Das Leben ist der perfekte Lehrer
Das Leben ist der perfekte Lehrer, denn es stellt mir genau die Lektion, die gerade an der Reihe ist, in genau dem Tempo, das meine Seele vorgibt. Aber dazu muss ich mich voll auf das Leben einlassen, auf das Fühlen, das Mensch-Sein. Das Leben ist der kürzeste Weg, es gibt keine Abkürzungen, es gibt keinen Hinterausgang, aus dem man herausmeditieren könnte – der einzige Weg führt mitten hindurch. Das Leben ist genau die Erfahrung, die meine Seele zur Heilung braucht, deshalb bin ich hier. Alle Widerstände, alle Fluchttendenzen und alle Anhaftungen sind genau die Wunden, die es zu heilen gilt, um wieder ganz zu werden.
In diesem Leben erfahre ich die Auswirkungen meiner Schöpfungen als Geistwesen, erlebe ich noch einmal die Erinnerungen aus vielen Leben, die ich noch nicht gehen lassen konnte. Mitten im Alltag, zwischen Einkauf und Abwasch steckt mehr Magie, als wir uns vorstellen mögen. In so vielen kleinen Details, in all den winzigen Empfindungen verborgen, liegen Türen zu meinem Inneren.
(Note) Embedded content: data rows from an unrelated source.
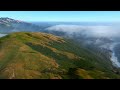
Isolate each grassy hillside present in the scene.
[0,32,120,79]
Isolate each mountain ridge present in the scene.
[0,32,120,79]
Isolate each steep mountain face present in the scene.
[0,32,120,79]
[0,17,41,33]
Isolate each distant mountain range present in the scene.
[0,17,120,79]
[0,17,40,33]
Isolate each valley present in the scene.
[0,18,120,79]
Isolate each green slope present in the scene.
[0,32,120,79]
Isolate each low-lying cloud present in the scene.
[47,25,120,37]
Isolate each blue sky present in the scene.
[0,11,120,22]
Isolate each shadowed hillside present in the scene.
[0,32,120,79]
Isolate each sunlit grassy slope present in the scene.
[0,32,120,79]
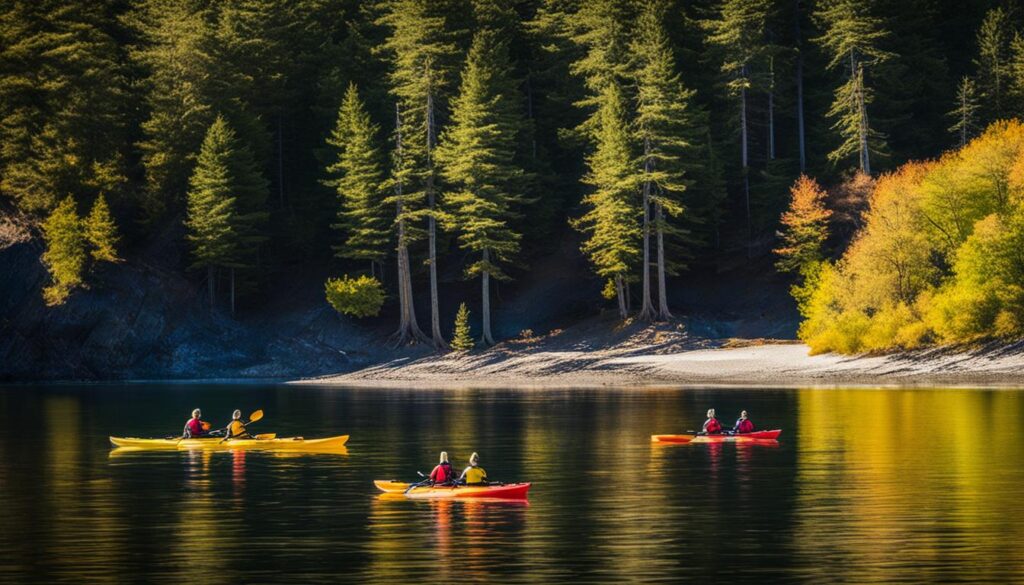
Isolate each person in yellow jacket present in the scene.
[459,453,487,486]
[226,410,252,438]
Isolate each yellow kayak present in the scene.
[111,434,348,451]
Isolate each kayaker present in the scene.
[181,409,209,438]
[459,453,487,486]
[226,409,251,437]
[700,409,722,434]
[732,411,754,434]
[430,451,455,486]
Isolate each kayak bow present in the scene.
[111,434,348,451]
[650,429,782,444]
[374,479,530,500]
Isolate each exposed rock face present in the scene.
[0,219,375,381]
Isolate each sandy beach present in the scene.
[297,328,1024,388]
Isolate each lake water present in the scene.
[0,384,1024,584]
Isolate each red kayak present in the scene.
[650,429,782,444]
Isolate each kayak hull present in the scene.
[650,429,782,444]
[111,434,348,451]
[374,479,530,500]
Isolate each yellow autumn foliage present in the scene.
[799,121,1024,353]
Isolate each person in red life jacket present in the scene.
[181,409,210,438]
[430,451,455,486]
[732,411,754,434]
[700,409,722,434]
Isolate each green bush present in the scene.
[452,303,475,351]
[326,275,384,318]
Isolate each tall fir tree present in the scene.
[42,196,88,305]
[327,83,391,276]
[631,2,699,320]
[380,0,459,349]
[975,6,1014,122]
[948,77,980,149]
[815,0,892,175]
[437,29,524,345]
[185,116,267,315]
[384,105,429,345]
[83,195,121,262]
[572,83,641,319]
[0,0,132,211]
[706,0,773,253]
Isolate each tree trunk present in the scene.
[206,265,217,312]
[426,84,449,350]
[615,275,629,320]
[739,65,754,258]
[640,138,654,321]
[480,249,495,345]
[391,105,427,345]
[793,0,807,173]
[278,114,285,207]
[768,57,775,161]
[654,203,672,321]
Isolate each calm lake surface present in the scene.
[0,384,1024,584]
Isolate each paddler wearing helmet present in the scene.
[181,409,210,438]
[700,409,722,434]
[224,409,251,438]
[732,411,754,434]
[459,453,487,486]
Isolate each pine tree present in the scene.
[572,83,641,319]
[949,76,979,149]
[380,0,458,349]
[437,29,523,345]
[452,303,475,351]
[975,6,1014,122]
[631,2,694,320]
[42,196,87,305]
[384,105,427,345]
[185,116,267,315]
[706,0,773,253]
[327,84,391,276]
[84,195,121,262]
[815,0,892,174]
[0,0,131,211]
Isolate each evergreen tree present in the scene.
[437,29,523,344]
[572,83,641,319]
[0,0,131,211]
[42,196,87,305]
[452,303,475,351]
[185,116,267,315]
[975,6,1014,122]
[384,105,427,345]
[706,0,773,246]
[327,84,391,276]
[84,195,121,262]
[815,0,892,174]
[380,0,458,349]
[631,2,695,320]
[949,77,979,149]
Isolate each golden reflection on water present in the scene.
[795,389,1024,582]
[6,389,1024,583]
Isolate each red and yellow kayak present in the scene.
[650,429,782,444]
[111,434,348,451]
[374,479,529,500]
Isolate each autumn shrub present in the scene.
[326,275,384,318]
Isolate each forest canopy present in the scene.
[0,0,1024,352]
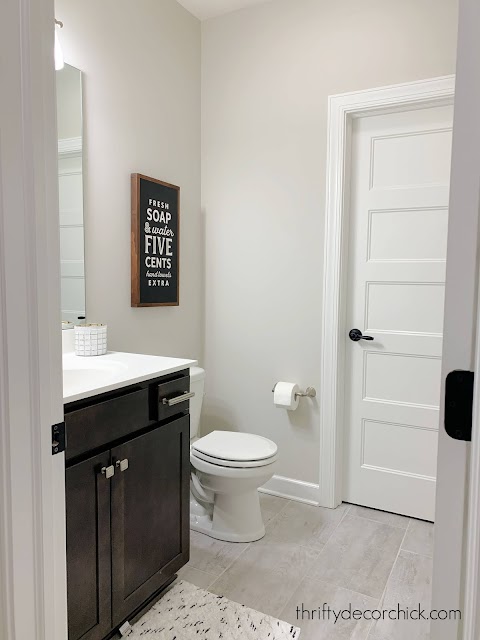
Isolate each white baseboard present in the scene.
[259,476,319,506]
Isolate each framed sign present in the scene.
[132,173,180,307]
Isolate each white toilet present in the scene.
[190,367,277,542]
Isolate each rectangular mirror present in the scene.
[56,64,85,323]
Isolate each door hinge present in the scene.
[118,620,133,637]
[445,370,475,442]
[52,422,65,456]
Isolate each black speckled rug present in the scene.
[127,580,300,640]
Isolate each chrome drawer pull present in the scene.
[100,464,115,480]
[162,391,195,407]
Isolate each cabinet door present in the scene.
[65,452,112,640]
[111,416,190,626]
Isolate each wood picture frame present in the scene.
[131,173,180,307]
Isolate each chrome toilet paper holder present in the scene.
[272,382,317,398]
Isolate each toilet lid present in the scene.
[192,431,277,462]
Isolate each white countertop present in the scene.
[63,351,197,404]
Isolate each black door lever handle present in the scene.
[348,329,374,342]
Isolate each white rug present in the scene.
[127,580,300,640]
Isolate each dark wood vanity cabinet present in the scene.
[65,370,190,640]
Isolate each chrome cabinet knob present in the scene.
[101,464,115,480]
[115,458,128,471]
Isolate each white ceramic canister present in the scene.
[75,323,107,356]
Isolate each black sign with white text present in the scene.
[132,174,180,307]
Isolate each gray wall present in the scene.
[56,0,204,358]
[202,0,457,483]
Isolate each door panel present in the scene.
[65,452,111,640]
[344,107,452,520]
[112,416,190,626]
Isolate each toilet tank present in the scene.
[190,367,205,439]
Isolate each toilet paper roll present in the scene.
[273,382,299,411]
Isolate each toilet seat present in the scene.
[190,431,277,468]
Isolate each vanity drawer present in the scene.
[65,387,150,460]
[151,376,190,420]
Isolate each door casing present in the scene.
[318,76,455,509]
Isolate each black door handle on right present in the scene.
[348,329,374,342]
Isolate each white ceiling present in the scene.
[178,0,274,20]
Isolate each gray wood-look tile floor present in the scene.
[179,493,433,640]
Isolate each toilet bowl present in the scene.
[190,367,277,542]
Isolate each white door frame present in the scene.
[318,76,455,508]
[0,0,67,640]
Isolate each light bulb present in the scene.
[55,26,65,71]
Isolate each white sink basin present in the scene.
[63,351,197,403]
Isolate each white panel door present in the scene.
[344,107,453,520]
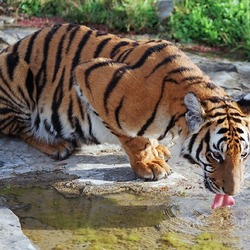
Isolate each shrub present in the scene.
[168,0,250,48]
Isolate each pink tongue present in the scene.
[211,194,235,209]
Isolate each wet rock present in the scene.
[0,197,36,250]
[0,29,250,249]
[0,16,16,26]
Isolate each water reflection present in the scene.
[0,188,250,249]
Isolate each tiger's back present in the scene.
[0,24,250,197]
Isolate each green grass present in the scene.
[167,0,250,60]
[3,0,250,61]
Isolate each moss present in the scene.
[192,232,230,250]
[162,232,190,250]
[162,232,230,250]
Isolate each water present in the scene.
[0,188,250,250]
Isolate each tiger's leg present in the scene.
[0,53,73,159]
[18,134,74,160]
[119,137,172,180]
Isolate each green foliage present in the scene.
[16,0,158,32]
[168,0,250,50]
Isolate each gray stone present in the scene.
[0,26,250,250]
[0,197,37,250]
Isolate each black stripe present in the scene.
[181,76,203,81]
[232,117,241,123]
[146,54,181,78]
[25,69,36,107]
[67,97,74,128]
[236,128,244,134]
[34,113,41,130]
[217,117,226,125]
[158,115,176,141]
[36,25,61,94]
[69,30,93,90]
[17,85,31,109]
[6,54,19,80]
[24,30,41,63]
[131,43,169,69]
[115,97,124,129]
[51,68,65,136]
[116,48,134,62]
[84,59,113,90]
[195,140,204,162]
[52,34,66,83]
[163,76,178,84]
[204,130,210,148]
[88,115,100,144]
[217,128,229,134]
[216,136,227,151]
[94,37,111,58]
[110,41,130,58]
[168,66,193,75]
[188,134,198,154]
[66,25,80,53]
[11,40,22,55]
[103,65,129,113]
[137,83,165,136]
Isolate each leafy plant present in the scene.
[168,0,250,50]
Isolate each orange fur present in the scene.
[0,24,249,194]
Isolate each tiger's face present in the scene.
[182,92,250,195]
[197,120,250,195]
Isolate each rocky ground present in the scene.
[0,17,250,249]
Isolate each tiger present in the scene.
[0,24,250,195]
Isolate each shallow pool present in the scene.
[0,187,250,250]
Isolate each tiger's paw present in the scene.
[133,157,172,181]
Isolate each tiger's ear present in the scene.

Solange ich schlafwandele, bin ich taub gegen diese Rufe der Seele, blind gegen die Einladungen, frei zu werden. Aberder Moment, an dem das Spiegelgesetz wirklich verstanden wird, ändert die Einstellung zum Leben völlig. Statt es bloß zu ertragen, es kontrollieren oder verbessern zu wollen, beginne ich, ihm zuzuhören, zu fühlen, mit dem Leben zu arbeiten, seinen Fluss zu erkennen, die Magie zu spüren, den Sinn und die liebevolle Absicht.
Spiegelgesetz: Es geht ums Gefühl
Ich beobachte immer wieder, dass viele Menschen das Spiegelgesetz zwar kennen und auch irgendwie daran glauben – aber es nicht wirklich auf ihr Leben anwenden. Wann immer es haarig wird und die Emotionen sich machtvoll zu Wort melden, geht man leicht wieder verloren in Projektionen auf andere oder die Umstände des Lebens – und verpasst dabei die tiefere Erkenntnis. Das Spiegelgesetz geht nicht an und aus. Es gilt immer, mit absoluter Sicherheit vor Allem da, wo starke Emotionen sind.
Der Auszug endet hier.